From a technological perspective, 2008 promises greater levels of interactivity, as delegates demand more engagement, while the rise of the virtual business conference should also continue.
“If our past year is to be a barometer, there has been a real shift in the level of interactivity at events,” says Chris Elmitt, director at Crystal Interactive. “Four or five years ago we were educating the market about interactivity, so 80% of our enquiries were from people we had proactively approached, with just 20% unsolicited. Today the figures are reversed.”
Rob Allen, chairman of Eventia and chief executive of marketing communications agency TRO, certainly views this as a positive step. “The smart conference organisers are investing in interactive technology to increase audience engagement,” he says.
“One-way communication to passive audiences will gradually become a thing of the past, and discussion formats enabling a genuine sharing of information will take over. In 2007, the events industry’s own annual conference, The Summer Eventia, used a free-form discussion format combined with interactive technology to identify and explore core issues affecting the industry. The outcomes provided a set of goals for the industry to reach.”

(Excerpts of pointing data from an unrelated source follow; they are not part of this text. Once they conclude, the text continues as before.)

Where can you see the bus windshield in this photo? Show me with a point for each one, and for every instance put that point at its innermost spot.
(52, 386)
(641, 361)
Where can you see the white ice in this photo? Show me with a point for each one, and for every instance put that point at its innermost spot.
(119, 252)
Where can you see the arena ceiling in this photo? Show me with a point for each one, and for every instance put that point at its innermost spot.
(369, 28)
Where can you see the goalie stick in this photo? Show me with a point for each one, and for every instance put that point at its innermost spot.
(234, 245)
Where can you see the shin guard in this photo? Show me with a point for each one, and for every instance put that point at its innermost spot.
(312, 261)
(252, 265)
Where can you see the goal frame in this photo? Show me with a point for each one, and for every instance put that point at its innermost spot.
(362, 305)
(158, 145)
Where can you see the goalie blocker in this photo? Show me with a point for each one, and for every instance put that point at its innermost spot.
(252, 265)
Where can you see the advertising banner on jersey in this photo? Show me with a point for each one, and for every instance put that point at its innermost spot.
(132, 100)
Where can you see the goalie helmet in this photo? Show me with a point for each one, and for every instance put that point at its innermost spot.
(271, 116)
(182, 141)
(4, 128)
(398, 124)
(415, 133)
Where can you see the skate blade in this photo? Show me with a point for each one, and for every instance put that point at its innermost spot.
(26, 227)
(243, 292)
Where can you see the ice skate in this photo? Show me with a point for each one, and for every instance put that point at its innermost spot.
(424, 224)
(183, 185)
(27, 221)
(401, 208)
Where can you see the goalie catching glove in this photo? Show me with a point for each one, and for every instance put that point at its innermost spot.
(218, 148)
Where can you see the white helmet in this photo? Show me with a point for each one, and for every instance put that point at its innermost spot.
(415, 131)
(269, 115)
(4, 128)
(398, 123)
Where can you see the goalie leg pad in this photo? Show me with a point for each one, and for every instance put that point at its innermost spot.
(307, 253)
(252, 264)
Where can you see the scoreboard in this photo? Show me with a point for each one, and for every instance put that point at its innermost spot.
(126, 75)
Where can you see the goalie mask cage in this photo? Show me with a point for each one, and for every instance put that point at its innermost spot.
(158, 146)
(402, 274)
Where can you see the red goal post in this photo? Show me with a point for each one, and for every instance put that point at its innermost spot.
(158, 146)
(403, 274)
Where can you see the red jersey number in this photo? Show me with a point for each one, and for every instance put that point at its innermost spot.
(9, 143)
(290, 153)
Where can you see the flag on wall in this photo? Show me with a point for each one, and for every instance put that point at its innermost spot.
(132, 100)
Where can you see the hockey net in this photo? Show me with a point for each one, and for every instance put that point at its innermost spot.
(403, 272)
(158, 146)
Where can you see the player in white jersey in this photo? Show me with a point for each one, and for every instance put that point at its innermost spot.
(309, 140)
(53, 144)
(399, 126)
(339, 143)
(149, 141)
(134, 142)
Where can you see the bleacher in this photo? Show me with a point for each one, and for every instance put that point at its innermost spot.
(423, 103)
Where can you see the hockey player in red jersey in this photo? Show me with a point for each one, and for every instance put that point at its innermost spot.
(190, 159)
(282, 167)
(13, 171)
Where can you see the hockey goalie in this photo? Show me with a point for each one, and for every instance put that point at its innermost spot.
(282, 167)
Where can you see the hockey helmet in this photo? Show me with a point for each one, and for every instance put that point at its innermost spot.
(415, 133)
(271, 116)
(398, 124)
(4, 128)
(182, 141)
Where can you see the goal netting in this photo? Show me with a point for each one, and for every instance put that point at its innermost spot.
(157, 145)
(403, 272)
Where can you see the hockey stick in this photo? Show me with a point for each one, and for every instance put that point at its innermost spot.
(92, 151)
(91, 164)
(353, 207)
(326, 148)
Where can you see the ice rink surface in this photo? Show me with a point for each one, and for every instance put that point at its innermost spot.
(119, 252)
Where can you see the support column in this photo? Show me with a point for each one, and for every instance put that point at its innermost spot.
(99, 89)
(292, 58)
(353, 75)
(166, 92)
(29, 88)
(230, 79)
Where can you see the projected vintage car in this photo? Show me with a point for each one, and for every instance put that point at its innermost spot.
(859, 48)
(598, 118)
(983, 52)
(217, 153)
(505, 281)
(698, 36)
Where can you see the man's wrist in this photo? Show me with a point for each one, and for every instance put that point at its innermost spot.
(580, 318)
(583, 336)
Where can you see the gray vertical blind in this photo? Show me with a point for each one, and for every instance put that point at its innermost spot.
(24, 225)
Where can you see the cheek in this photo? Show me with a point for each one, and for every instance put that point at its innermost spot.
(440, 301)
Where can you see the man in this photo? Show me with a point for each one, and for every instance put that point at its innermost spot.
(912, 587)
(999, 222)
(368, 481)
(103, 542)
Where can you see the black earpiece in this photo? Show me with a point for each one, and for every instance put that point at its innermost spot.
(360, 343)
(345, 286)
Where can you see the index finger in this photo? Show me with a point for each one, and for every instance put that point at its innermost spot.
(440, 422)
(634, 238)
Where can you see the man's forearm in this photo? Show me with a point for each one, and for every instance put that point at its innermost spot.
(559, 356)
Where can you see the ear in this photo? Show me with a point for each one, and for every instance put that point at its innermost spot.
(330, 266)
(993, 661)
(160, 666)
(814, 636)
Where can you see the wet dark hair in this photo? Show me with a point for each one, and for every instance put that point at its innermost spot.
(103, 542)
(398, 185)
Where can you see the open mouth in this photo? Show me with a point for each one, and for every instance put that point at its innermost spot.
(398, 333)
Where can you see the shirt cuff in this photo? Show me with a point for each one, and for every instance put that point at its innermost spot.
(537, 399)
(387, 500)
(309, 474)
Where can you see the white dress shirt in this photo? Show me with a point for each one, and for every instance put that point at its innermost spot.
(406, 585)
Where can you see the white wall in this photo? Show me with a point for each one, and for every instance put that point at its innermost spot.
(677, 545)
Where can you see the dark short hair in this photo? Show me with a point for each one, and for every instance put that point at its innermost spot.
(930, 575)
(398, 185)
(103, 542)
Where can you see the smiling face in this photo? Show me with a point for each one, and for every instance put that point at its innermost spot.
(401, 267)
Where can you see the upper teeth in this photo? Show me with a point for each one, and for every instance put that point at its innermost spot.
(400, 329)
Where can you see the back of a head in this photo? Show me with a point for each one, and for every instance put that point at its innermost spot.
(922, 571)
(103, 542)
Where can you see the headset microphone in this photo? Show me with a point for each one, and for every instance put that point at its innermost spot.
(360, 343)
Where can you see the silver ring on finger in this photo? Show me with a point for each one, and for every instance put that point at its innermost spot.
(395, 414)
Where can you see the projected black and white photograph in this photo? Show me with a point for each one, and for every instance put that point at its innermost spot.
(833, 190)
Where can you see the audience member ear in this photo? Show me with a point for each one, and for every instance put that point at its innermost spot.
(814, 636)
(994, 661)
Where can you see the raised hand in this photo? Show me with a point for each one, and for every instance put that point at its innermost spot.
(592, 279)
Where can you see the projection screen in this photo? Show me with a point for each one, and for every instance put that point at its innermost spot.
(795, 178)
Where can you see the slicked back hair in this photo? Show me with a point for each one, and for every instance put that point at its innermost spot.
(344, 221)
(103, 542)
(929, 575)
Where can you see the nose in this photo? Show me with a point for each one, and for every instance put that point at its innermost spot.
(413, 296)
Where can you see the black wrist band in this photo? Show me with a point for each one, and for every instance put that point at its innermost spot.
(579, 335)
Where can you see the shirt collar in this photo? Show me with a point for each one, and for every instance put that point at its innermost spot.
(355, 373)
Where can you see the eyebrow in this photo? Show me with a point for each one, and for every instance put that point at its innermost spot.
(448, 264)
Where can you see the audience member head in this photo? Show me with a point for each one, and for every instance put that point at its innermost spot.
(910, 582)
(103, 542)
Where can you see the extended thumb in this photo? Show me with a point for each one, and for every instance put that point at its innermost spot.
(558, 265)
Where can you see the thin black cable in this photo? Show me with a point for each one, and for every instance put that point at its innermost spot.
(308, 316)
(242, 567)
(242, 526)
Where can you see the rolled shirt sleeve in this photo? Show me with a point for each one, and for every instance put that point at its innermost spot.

On conferences in the virtual space, Peter Dunkley, director at Depo Consulting, says: “We are expecting to see a significant increase in companies using virtual environments, such as Second Life, for meetings and small conferences. We have already seen companies such as City law firm Field Fisher Waterhouse beginning to use their virtual offices for both internal and external meetings, and there is significant potential to reduce travel, save costs and increase productivity as a result.
Although few in the conference industry probably take this trend seriously, it would seem wise, nonetheless, for providers of conference and meetings facilities to look at how the potential to use virtual social spaces such as Second Life might impact on their business, particularly as the need to reduce carbon footprints (as well as cost) drives an increasing number of companies to examine the alternatives. Providing managed facilities might be an opportunity rather than a threat.